As I preach through Deuteronomy, I continually find myself amazed by how closely it resembles the story of the church today. The more I study and preach, the more I am convinced that God’s relationship with people has always been based upon God’s grace and not God’s law.

When I began the series, I explained that, despite the facts that the name of the book refers to a second giving of God’s law and that it is included among the books of the Old Testament that are grouped together as law, Deuteronomy consistently reveals God’s grace to Israel throughout its history. Moses explained it to Israel this way: “Because he loved your forefathers and chose their descendants after them, he brought you out of Egypt by his Presence and his great strength” (Deuteronomy 4:37, NIV 1984). God revealed his love to Israel through his grace, by rescuing them from slavery in Egypt. God also gave them grace when he continuously led and fed and protected them throughout their travel in the wilderness – despite their lack of faith, despite their rebelliousness. God showed them grace when he did not destroy them when they made and worshiped the Golden Calf at the foot of Mt. Sinai. God showed them grace when he led them back to the Promised Land after 40 years.

Their relationship with God wasn’t based on their obedience; if it had been, God likely would have destroyed them right there at Mt. Sinai. Israel wasn’t God’s “chosen people” because of their righteousness or because of anything else they could have said or done. Moses told them as much:

For you are a people holy to the LORD your God. The LORD your God has chosen you out of all the peoples on the face of the earth to be his people, his treasured possession. The LORD did not set his affection on you and choose you because you were more numerous than other peoples, for you were the fewest of all peoples.

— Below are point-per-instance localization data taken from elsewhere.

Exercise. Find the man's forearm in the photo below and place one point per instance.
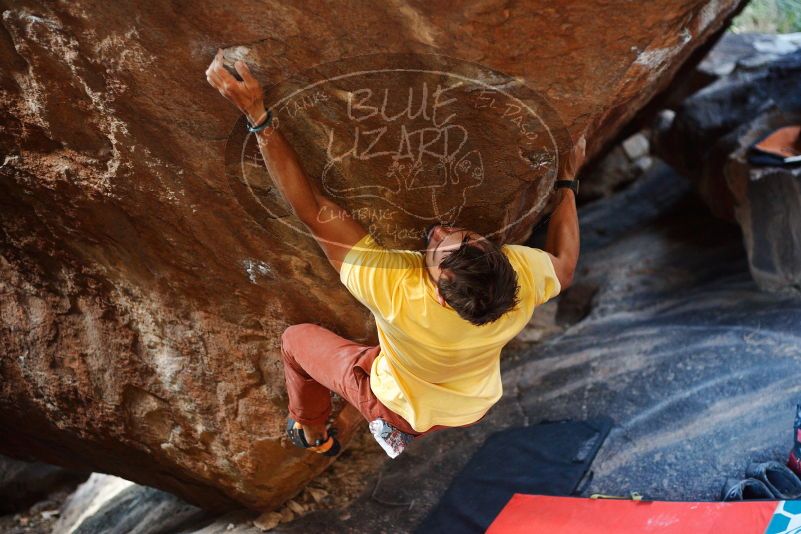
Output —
(284, 167)
(562, 239)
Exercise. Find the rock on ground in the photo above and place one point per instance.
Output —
(147, 265)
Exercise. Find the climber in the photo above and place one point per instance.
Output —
(442, 316)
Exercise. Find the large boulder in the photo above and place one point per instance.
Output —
(147, 266)
(755, 91)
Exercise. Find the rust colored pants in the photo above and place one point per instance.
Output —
(316, 362)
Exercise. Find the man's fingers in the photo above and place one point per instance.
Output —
(244, 71)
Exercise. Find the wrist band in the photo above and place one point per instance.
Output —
(268, 120)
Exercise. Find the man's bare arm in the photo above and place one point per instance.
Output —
(335, 231)
(562, 239)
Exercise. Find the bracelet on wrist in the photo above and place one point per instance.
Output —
(267, 122)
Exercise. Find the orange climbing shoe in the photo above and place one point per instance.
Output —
(328, 446)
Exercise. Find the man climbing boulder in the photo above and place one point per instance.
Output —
(443, 315)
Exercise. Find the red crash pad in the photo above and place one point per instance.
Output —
(556, 515)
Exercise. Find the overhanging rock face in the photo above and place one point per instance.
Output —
(147, 267)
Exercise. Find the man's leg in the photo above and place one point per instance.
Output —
(316, 362)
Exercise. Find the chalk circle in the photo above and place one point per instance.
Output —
(403, 141)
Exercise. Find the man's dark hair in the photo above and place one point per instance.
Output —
(478, 282)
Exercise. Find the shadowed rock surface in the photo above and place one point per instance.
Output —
(145, 278)
(695, 364)
(23, 483)
(709, 139)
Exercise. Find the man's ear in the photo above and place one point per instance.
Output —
(447, 275)
(441, 299)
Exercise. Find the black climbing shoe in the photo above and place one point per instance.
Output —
(749, 489)
(328, 446)
(778, 478)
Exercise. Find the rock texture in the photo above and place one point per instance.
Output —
(708, 139)
(697, 367)
(147, 269)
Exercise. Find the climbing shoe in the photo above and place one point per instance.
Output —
(328, 446)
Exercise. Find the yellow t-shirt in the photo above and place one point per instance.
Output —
(434, 367)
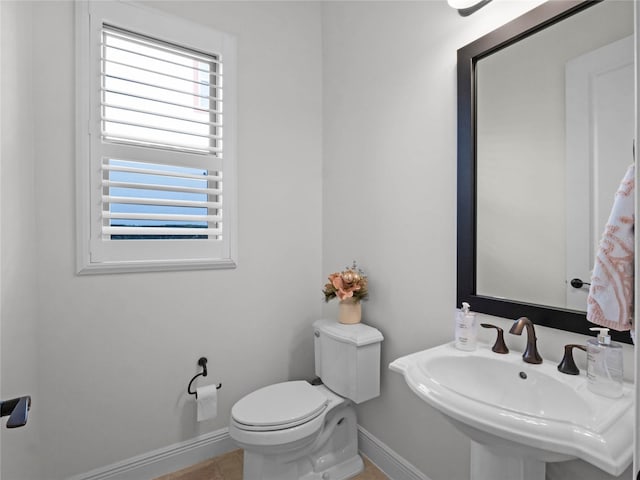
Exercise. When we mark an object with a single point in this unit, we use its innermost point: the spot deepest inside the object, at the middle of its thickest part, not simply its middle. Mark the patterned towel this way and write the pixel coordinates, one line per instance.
(610, 300)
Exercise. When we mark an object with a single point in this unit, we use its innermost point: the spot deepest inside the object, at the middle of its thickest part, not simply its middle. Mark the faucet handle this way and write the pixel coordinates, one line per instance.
(499, 346)
(567, 365)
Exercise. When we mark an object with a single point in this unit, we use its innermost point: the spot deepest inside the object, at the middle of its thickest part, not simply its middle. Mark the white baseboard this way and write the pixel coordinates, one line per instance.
(184, 454)
(165, 460)
(392, 465)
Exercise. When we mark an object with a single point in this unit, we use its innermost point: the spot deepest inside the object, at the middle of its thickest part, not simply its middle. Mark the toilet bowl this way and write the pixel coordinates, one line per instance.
(298, 431)
(284, 443)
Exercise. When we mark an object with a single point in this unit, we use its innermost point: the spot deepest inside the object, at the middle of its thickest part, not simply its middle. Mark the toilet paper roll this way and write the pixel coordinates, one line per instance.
(207, 402)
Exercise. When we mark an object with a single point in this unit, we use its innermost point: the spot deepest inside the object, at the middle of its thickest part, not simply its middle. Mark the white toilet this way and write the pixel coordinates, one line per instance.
(297, 431)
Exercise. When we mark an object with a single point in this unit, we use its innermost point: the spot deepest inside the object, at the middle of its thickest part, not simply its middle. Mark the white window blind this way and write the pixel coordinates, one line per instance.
(156, 148)
(157, 95)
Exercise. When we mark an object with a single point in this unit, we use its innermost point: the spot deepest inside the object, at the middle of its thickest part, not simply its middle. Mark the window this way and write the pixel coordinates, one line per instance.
(155, 143)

But it was because the LORD loved you and kept the oath he swore to your forefathers that he brought you out with a mighty hand and redeemed you from the land of slavery, from the power of Pharaoh king of Egypt. (Deuteronomy 7:6-8, NIV 1984)

God chose them because he loved Abraham. He rescued them by his grace. He forgave them and led them into the Promised Land by his grace. They were allowed and enabled to follow God by his grace.

This is true for the church, as well. God’s people follow by God’s grace; Jesus’ disciples follow by God’s grace. Remember Jesus’ disciples: Peter, Andrew, James, and John were fishermen, “unschooled, ordinary men” (Acts 4:13); Matthew was a collaborator with the Romans, a tax collector (Matthew 10:3); Simon was a rebel, a Zealot, and Judas would betray him (Matthew 10:4). There was nothing special about the men Jesus called to follow him, except that he called them. Jesus’ disciples followed because he called them; they followed by grace.

As we follow Jesus, we must understand that we follow by God’s grace. There is nothing special about us except that by God’s grace we have been forgiven because of our faith in Jesus. Paul told the church: “It is by grace you have been saved, through faith – and this not from yourselves, it is the gift of God – not by works, so that no one can boast. For we are God’s workmanship, created in Christ Jesus to do good works, which God prepared in advance for us to do” (Ephesians 2:8-10, NIV 1984). Our salvation, our forgiveness of sins, our relationship with God is a gift from God that we receive through our faith. There’s nothing we can do to earn it, not by doing good works nor by obeying God’s law. But as we follow by God’s grace, let us reveal God’s grace in our obedience, by doing good works and obeying God’s law.